A utilitarian warehouse that weathered many a financial panic, the O.W. Smith building eventually, over the course of time, fell into disrepair. When the company that owned it was unable to hold onto it, the building simply remained and atrophied, slowly decaying as years of neglect steadily pooled into decades. As the town grew and changed, the warehouse became a place to garner a shadowy, unattractive reputation not unlike the previously unoccupied Boise Linen Building. It was derelict, squalid, and had most of its windows broken or crumbling. “It´s never been used since we’ve been here,” said Dan Henderson of Blackfin Technology, which neighbored the building at the time. “It’s been boarded up … Look at the condition of the outside, with the bricks falling down. I think it´s good that they tear it down and rebuild it, as long as it fits the look” (Oshodi).
However, the warehouse was spared the fate of the broken down warehouse supposedly crawling with ghosts by the ambitious architect Robert Gray Kaylor, who planned to refurbish and remodel the building with a modern look, featuring dark red bricks, vaguely Romanesque arches for the windows, and steel framing while still holding onto a parcel of history by keeping the faded red brick facade of the original building.
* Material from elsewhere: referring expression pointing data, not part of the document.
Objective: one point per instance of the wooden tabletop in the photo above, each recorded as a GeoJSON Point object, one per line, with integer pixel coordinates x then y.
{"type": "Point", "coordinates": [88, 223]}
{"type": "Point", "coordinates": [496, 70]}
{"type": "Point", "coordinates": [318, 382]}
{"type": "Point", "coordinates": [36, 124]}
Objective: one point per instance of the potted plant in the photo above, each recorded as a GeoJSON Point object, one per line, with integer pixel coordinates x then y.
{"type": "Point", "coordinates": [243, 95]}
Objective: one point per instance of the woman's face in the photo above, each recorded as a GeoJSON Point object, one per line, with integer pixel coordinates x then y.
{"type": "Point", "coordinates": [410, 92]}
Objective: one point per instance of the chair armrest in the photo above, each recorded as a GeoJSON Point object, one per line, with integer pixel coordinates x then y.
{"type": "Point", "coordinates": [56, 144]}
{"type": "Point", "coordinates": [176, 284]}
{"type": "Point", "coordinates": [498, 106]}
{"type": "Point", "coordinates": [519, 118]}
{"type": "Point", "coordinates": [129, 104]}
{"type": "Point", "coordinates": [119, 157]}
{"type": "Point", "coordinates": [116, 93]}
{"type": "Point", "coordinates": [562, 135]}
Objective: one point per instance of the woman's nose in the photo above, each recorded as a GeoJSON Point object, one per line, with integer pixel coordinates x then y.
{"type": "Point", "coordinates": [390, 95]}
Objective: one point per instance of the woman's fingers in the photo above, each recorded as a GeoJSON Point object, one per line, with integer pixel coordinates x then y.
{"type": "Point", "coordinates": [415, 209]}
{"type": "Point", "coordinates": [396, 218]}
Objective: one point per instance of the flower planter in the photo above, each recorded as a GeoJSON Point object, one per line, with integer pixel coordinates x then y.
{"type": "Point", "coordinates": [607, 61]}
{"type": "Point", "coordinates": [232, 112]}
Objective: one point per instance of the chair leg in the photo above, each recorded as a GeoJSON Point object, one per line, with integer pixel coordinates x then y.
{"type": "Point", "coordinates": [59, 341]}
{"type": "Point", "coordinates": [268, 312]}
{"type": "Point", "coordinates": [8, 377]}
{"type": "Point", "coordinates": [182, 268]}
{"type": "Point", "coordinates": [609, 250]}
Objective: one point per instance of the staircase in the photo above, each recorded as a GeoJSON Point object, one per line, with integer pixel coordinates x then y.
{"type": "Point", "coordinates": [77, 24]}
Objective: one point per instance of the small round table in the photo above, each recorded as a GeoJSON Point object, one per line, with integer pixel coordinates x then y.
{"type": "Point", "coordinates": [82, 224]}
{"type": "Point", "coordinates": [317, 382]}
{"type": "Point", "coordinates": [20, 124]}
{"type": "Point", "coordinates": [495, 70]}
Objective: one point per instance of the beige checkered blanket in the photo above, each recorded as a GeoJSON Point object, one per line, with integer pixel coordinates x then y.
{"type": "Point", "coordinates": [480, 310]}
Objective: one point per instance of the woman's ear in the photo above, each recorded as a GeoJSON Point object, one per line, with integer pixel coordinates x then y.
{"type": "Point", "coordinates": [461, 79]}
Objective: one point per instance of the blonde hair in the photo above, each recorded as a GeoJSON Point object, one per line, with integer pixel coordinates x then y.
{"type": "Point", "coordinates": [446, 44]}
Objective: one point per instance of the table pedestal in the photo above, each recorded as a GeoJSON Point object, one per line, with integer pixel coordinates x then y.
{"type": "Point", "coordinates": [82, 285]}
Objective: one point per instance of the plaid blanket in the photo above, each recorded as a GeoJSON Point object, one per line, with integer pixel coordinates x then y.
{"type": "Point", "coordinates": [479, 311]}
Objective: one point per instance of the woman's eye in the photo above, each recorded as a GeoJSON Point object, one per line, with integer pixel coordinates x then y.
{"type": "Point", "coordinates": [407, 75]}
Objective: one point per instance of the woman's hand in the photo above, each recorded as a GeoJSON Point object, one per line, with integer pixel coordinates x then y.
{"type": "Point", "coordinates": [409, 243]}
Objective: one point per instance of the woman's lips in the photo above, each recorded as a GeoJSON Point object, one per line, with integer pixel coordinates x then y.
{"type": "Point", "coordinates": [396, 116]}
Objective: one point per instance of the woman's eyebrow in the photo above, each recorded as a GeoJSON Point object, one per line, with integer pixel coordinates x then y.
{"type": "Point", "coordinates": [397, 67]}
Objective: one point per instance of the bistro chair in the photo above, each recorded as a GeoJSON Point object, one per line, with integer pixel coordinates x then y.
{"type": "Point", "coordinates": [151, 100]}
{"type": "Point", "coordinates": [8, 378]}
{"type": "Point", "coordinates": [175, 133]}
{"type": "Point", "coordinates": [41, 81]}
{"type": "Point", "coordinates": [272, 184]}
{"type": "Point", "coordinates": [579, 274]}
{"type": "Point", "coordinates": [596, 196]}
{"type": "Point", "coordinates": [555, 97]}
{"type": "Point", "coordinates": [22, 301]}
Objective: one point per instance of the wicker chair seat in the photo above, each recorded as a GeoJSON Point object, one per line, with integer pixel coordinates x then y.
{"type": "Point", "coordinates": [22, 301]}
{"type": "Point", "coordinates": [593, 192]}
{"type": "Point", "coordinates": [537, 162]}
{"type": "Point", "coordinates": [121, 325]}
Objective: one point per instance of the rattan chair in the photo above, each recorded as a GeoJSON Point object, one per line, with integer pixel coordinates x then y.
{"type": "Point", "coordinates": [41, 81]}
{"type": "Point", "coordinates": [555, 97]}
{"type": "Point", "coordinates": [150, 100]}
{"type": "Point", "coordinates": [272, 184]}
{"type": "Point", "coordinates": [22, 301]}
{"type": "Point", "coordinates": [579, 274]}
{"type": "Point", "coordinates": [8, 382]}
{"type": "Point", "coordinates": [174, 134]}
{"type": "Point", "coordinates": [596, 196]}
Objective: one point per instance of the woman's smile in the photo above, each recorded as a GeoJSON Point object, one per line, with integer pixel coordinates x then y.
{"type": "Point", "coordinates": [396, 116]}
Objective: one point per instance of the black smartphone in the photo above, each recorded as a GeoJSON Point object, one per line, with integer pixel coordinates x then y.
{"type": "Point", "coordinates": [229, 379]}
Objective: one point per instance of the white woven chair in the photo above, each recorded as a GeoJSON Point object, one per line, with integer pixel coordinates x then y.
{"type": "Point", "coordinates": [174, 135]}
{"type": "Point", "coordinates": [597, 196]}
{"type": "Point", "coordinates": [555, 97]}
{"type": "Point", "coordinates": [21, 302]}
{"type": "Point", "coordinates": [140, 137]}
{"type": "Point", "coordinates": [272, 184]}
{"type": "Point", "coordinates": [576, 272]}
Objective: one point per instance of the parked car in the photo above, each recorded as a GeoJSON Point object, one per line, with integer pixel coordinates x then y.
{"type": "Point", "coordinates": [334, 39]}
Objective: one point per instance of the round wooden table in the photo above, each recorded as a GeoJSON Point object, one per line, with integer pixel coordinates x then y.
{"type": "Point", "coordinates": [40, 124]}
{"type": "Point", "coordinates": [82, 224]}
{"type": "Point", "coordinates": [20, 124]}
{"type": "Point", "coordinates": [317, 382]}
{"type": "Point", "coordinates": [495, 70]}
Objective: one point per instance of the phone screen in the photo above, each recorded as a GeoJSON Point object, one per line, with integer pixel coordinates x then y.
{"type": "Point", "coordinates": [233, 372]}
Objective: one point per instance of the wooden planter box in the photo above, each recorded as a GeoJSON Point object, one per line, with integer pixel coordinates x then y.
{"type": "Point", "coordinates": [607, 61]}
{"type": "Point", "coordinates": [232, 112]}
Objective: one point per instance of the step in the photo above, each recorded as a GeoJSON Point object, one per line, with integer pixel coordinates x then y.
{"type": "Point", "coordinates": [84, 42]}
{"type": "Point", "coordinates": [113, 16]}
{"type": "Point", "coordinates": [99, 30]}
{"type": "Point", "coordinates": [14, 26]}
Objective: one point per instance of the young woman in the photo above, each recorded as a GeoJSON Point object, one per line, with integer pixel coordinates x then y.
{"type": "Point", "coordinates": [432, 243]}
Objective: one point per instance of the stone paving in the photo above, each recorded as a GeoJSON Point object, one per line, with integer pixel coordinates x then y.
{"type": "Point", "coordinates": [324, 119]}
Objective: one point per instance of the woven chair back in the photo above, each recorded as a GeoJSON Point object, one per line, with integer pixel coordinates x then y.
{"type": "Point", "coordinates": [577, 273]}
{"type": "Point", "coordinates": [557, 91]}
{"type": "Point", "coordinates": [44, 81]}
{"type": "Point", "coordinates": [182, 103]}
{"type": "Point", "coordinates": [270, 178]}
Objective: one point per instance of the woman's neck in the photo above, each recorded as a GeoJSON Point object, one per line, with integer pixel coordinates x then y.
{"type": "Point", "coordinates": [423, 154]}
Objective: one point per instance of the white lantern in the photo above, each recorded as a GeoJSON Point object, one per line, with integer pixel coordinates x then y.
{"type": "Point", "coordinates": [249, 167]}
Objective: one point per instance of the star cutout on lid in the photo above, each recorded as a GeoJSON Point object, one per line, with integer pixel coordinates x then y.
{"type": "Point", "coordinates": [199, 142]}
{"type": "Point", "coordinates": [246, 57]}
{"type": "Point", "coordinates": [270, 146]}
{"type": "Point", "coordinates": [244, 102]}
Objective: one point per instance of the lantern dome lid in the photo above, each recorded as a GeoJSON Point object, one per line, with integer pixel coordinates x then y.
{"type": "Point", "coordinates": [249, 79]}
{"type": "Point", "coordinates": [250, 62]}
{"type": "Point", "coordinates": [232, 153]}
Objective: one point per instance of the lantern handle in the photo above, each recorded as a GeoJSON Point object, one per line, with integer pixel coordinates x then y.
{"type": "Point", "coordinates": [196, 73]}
This proved to be far from an easy task for the architect; in fact, his plans were nearly foiled by the 2007 recession (Talbutt) and by abundant criticism by a coalition of preservationists who felt that the conversion was too complete to do the historic aspect of the warehouse any justice (Poe). This was a debate that hardly resonated with most Boiseans, but was very relevant to historians–it was, and is, often debated just how much of history being preserved can be credited to a simple facade or decorative garnish, and where the meat of a building’s history is actually located.
From 2005 to 2008, the halting remodeling process continued on, until, finally, in that last year of work, the alterations were complete, and, indeed, the concerned historians were right: very little remained of the original structure. This was comeback few could have predicted for the building, particularly in the wake of such financial turmoil in the wake of the burst housing bubble, but to many it symbolized the return of Boise’s commercial success. The building was an eclectic fusion of old and new that proved surprisingly successful, with the building finding itself host to the swanky R. Grey Lofts, the stylish R. Grey Art Gallery, and the ever-popular Mac Life Store within the space of a few years.
Though the debate has largely faded to a dull whisper, particularly in light of more recent architectural controversies such as the Zions Bank Building Spire Fiasco, but there is certainly some meat to the claims of those concerned preservationists. It would be very easy to claim that those old warehouses, which were never all that artfully constructed to begin with, would be ideal for a modern makeover, but doing so would truly displace us from a time that was very relevant for our town–a time when, galvanized by the Homestead Act and its familiars, the West was experiencing a massive level of development and adaptation, and the warehouse was a direct result of that growth. To discredit the value of such a building is a disservice to the time period from whence it came.